Add the driver and the Nepalis in the back, and you have the cast of characters for this leg of the adventure. The story continues:
The radio switched between American pop and Nepali – an interesting mix to soundtrack our adventure. Eventually conversation trailed off as the reality of four hours squished in a jeep on a rough road hit all of us I was glad that I at least knew what to expect, having ridden in jeeps to and from my volunteer placement.
Up and up we went, through a fantastic gorge, cliffs high on one side and a sharp drop to a milky river far below. We crossed some sketchy looking bridges where the driver appeared to say some prayers silently. Overall, it was an adventure, but not too bad (though Ryan was very alarmed and looked as though he was prepared to leap from the jeep at any moment).
The driver took us to his sister’s guesthouse in Tal, which was nice enough and cheap.
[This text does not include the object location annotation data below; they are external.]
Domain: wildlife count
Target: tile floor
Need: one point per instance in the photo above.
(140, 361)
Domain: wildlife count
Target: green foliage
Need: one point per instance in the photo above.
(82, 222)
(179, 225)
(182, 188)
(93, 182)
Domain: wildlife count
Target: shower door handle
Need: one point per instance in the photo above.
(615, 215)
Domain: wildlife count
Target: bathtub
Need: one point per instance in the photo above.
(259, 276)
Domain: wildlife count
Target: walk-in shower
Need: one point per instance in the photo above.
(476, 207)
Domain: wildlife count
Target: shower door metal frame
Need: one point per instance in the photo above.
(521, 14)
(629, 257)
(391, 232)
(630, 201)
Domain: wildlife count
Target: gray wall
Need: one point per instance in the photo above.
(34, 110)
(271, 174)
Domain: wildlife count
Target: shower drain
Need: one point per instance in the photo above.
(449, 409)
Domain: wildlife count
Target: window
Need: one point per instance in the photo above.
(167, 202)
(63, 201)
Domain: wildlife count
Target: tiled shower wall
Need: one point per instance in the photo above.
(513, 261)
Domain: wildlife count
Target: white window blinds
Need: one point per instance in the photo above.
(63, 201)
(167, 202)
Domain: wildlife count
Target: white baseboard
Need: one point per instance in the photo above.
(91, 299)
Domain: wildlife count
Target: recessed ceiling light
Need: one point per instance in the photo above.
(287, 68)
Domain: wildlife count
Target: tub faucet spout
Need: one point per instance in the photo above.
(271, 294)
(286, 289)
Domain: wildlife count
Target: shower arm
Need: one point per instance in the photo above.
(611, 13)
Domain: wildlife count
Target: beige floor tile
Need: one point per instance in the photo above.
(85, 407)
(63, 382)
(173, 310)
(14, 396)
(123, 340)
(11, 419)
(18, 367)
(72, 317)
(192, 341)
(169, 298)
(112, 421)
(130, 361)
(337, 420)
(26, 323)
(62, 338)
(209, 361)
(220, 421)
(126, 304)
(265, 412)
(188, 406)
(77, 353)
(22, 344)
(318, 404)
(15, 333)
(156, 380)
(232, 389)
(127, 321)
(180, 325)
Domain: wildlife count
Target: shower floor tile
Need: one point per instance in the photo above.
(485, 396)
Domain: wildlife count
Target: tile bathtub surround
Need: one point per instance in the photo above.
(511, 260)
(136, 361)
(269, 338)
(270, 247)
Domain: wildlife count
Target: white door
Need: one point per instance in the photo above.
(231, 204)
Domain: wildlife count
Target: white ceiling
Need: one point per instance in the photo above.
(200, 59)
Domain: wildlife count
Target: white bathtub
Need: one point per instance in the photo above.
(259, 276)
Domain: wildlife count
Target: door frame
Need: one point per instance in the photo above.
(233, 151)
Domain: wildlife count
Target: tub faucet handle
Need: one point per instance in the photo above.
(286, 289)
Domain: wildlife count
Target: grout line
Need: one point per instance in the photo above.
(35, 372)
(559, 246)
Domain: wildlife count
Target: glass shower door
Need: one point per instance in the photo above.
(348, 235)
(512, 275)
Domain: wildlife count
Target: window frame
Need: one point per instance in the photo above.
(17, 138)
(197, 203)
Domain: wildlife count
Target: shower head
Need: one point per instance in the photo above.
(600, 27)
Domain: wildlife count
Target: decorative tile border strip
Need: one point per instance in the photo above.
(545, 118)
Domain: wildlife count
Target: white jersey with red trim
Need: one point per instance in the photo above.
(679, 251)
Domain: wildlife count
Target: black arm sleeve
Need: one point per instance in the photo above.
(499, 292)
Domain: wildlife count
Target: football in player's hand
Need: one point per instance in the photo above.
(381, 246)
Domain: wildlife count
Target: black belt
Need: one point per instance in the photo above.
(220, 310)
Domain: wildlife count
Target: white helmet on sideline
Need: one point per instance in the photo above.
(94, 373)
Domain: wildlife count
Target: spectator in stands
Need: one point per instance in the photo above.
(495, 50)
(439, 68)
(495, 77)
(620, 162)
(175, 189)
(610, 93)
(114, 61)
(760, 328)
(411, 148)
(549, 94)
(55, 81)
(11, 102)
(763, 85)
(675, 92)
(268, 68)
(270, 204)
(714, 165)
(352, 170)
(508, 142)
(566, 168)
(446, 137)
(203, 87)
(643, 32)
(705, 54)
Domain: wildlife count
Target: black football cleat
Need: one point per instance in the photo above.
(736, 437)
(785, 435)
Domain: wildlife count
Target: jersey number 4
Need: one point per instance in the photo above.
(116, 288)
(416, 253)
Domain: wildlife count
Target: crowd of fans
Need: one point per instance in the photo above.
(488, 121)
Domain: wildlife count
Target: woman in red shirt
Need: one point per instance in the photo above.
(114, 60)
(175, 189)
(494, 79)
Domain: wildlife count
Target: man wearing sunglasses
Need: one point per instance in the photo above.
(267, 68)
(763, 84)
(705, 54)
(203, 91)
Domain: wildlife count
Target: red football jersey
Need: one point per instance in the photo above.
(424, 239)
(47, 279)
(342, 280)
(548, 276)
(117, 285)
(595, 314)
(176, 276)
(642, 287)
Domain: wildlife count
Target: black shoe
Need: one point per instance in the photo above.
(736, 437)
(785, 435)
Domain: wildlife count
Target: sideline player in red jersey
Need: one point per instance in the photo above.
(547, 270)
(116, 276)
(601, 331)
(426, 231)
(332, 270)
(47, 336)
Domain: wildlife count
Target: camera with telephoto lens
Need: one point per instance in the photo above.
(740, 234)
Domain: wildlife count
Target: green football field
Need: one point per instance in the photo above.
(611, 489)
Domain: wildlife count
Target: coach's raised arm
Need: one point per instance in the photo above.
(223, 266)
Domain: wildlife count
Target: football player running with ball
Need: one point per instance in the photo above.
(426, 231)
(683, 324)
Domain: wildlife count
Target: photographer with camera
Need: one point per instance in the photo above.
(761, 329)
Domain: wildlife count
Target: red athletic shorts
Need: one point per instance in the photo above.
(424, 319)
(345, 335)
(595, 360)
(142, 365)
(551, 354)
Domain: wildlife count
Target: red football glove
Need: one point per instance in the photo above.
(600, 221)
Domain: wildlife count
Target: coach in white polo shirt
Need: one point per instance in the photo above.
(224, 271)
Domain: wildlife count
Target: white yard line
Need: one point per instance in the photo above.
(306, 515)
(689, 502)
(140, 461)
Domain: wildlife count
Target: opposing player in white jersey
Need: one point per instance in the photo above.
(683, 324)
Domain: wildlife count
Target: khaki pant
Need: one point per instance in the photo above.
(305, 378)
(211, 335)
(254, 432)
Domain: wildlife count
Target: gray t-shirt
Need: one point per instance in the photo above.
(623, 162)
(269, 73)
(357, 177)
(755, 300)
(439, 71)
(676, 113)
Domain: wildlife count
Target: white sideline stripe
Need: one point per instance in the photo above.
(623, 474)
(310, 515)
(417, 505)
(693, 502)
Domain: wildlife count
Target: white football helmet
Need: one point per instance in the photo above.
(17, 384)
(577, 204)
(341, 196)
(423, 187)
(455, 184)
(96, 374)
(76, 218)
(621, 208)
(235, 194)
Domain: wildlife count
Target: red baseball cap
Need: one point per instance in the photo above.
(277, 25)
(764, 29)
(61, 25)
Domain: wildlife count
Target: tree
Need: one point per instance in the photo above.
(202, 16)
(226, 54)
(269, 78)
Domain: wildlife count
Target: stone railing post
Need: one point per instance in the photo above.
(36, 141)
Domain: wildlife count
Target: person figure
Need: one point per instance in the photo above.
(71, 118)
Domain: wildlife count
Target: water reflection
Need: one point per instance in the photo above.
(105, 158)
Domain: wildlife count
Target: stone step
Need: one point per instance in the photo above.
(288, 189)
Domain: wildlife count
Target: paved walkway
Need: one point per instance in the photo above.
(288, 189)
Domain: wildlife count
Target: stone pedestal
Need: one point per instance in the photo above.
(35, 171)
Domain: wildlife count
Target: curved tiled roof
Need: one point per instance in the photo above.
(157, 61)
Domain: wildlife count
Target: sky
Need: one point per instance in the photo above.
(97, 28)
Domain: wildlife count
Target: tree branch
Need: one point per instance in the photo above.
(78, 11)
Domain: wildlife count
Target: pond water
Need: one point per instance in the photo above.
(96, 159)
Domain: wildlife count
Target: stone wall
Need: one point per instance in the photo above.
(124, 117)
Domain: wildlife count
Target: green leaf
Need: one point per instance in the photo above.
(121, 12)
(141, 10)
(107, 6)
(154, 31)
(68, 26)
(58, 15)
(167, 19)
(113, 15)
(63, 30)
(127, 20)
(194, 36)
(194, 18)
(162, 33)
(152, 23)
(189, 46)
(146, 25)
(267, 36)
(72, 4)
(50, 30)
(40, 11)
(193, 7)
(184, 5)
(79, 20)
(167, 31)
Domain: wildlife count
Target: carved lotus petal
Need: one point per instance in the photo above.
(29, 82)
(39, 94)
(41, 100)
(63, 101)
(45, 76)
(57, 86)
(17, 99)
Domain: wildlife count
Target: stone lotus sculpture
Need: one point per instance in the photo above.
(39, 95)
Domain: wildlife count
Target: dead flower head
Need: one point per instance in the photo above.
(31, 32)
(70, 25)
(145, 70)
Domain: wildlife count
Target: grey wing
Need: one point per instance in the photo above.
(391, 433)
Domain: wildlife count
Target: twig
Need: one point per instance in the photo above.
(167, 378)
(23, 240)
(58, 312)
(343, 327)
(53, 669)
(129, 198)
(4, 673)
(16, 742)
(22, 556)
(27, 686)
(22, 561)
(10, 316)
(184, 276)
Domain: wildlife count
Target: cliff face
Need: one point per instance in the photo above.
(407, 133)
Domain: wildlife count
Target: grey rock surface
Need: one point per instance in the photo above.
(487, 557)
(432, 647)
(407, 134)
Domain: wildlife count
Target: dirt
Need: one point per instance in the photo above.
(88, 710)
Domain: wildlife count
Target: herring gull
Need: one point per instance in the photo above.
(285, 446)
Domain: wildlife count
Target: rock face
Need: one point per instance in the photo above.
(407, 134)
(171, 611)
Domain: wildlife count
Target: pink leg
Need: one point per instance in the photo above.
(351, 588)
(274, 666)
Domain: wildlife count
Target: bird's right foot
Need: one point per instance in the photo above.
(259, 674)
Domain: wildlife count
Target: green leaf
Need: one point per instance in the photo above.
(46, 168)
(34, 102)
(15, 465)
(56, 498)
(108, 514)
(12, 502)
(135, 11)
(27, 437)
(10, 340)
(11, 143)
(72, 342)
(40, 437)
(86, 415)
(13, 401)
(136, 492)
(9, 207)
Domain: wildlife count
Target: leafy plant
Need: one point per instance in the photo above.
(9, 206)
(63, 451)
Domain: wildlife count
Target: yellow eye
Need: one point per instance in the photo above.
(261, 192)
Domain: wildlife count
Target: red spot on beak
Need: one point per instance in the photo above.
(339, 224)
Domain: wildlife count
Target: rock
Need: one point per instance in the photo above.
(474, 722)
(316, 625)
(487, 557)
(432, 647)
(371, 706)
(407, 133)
We all ordered up some dal baht, having not eaten much during the day (best not to get carsick while crammed in jeep).
S and Ben found that they share an acquaintance – apparently the fellow that she bought jewelry from in Pokhara is a friend of Ben’s who he met while in South America. Both of them then independently ended up here. This turned the conversation toward intersections and how they happen, why we meet certain people at certain times, and how people continue to cross our paths. Our lives are interconnected in bizarre ways, a theme which will continue throughout the rest of my stories.
Ben and Ryan planned an early start and an ambitious first day, but not us. We planned a ‘normal’ start and a more leisurely pace for our adventures. We put in our orders for breakfast and headed to bed.